Many of our youth workers in Aotearoa New Zealand are from church backgrounds. They tend to arrive to training with either a pentecostal or charismatic faith in which God speaks to and directs them, their relationship is is an individual relationship with God, they have no sense of the church’s history, theology or tradition, and are suspicious of having an identity that is based on a culture, race, gender or sexuality rather than a civilising Judeo-Christian projection of Jesus Christ. This faith is a strength in that it encourages them to risk, it gives them a vision to pursue, it sets a moral foundation and altruism is a central tenent. This faith is a weakness in that it inspires them to be fearful of diversity, to fear that mistakes and doubt are sinful, it puts them in unsafe situations in service of Christ and it reduces their ability to critique the systems of power in our society.

However there is another Jesus that they can encounter. The Jesus who did this:

12 Then Jesus went into the Temple, he threw out everyone who was selling and buying in the Temple, and overturned the moneychangers’ tables and the chairs of those who sold doves. 13 He told them, “It is written, ‘My house is to be called a house of prayer,’ but you are turning it into a hideout for bandits!”

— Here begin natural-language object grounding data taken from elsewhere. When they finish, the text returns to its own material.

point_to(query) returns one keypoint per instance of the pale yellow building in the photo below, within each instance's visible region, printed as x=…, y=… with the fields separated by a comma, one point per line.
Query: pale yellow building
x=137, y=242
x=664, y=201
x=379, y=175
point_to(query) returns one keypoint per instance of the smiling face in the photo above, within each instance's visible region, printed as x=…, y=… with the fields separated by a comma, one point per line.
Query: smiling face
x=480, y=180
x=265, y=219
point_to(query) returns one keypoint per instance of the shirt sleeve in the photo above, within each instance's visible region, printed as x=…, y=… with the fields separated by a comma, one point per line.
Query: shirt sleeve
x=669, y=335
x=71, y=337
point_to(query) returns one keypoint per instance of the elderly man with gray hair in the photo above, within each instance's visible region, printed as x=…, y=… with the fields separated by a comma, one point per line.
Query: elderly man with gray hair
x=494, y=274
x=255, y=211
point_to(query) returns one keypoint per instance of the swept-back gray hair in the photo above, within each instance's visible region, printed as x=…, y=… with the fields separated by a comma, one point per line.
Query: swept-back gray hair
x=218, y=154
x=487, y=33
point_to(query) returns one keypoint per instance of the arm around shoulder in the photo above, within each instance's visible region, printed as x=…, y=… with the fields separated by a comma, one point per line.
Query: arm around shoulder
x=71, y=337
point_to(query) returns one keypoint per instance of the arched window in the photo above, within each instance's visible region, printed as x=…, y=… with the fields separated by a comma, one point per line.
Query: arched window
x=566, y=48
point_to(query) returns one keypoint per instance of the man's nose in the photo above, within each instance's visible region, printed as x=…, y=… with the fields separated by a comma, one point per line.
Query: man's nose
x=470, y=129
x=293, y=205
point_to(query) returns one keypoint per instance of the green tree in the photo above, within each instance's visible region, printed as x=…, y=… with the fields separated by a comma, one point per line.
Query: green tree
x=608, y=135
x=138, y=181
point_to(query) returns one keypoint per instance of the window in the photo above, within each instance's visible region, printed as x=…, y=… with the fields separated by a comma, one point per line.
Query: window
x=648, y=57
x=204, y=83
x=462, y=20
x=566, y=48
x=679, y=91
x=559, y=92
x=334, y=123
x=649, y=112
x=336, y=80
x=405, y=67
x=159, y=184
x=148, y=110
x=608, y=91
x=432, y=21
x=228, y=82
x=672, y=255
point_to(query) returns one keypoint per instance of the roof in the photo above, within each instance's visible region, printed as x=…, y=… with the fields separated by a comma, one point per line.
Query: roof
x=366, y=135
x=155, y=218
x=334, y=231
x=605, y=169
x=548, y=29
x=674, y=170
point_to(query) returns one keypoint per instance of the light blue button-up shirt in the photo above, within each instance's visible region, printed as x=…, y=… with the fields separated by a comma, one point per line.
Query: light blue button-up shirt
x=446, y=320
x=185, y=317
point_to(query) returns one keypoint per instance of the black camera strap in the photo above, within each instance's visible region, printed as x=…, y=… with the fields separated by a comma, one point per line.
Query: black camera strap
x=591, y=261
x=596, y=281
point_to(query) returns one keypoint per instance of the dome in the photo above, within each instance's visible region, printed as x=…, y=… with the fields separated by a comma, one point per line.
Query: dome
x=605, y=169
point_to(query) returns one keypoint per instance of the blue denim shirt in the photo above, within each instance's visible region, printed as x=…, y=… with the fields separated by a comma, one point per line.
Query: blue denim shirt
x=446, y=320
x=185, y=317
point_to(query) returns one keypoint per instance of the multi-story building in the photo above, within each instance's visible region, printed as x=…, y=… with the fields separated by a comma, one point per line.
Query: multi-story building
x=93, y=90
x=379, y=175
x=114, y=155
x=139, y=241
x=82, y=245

14 Blind and lame people came to him in the Temple, and he healed them. 15 But when the high priests and the scribes saw the amazing things that he had done and the children shouting in the Temple, “Hosannah to the Son of David,” they became furious 16 and asked him, “Do you hear what these people are saying?” (Matthew 21.12-16)

He was a revolutionary. He was trouble. And when a youth worker has a faith with this man at the centre, they are exactly the kind of trouble that our young people need in their lives.

So I listened with interest today as a group of young training Christian youth workers were trained in what it means to run a successful and responsive youth service. The key features:
1. consultation with young people;
2. good planning;
3. strong marketing;
4. secure funding.
The ultimate goal is the final point there: secure funding. My stomach twisted and my mind objected because it immediately stood out to me that there is nothing of the Christ of the gospels in the formula. A successful and responsive youth service is a successful capitalist enterprise; revolution lite where young people guide an organisation to business success. There’s nothing revolutionary, nothing that challenge injustices, nothing that says Good News. It is status quo; old news.

Yet it is the correct formula for success as our society defines it: influence and power; financial independence and affluence; prioritising profit over people. There is a fundamental mismatch between the passion of Christian faith that inspires many youth workers and youth services they work for. The successful youth services they work for are:

  • run by Pākehā management who have brought in Māori and Pasifika workers to better meet the needs of their ‘stakeholders’;
  • put asides ethics and moral doubt to access funding where it is available: pokies money; selling unnecessary consumer items to affluent youth here that made in factories in the Majority World; allowing themselves to be branded by multi-nationals;
  • run programmes with achieveable outcomes and outputs that can be described in the service specifications of contracts;
  • maintain a polite rebelliousness; a pop culture edge that can be easily assimilated into mainstream society.

Transformation in the lives of our young people who are already disenfranchised and feel rejected by their society cannot be achieved by agencies that provide a pathway to conformity. It can be achieved alongside youth workers who are not persuaded by the dollar, but are persuaded by life of Jesus of Nazareth. The cross that our batch of youth workers proclaim is not the symbol of the status quo; Jesus was hung on it because he challenged the society he lived in. He overturned tables in the temple; he didn’t set up a popular new stall.

He rejected the financial system because it was a system of impoverishment for the poor.
He rejected the religious structures because they provided no solace or protection to the poor.
He rejected military system because the only fruit wrought from war and violence is death.
He rejected his cultural constraints because it belittled particular groups and severed relationships between people.
He rejected conformity because there was no salvation there for anyone who actually needed it.

For youth workers who have a Christian faith, we need to educate them in revolution, not mould them into existing systems. They need to focus on relationships with young people, not the systems and requirements of an organisation. What this would mean is less wages, less certainty, less programmes but more youth workers living alongside young people in their neighbourhoods, more flexibility to share resources and use them how they want, a wider view of what it means to be family. Our capiltaist social systems have achieved very little for the people they were meant to help; they’ve achieved plenty for those looking for a lifetime job from others’ misery. The base for revolution is there in the story of the man many of these young youth workers proclaim to be God, if only we had the courage to show them.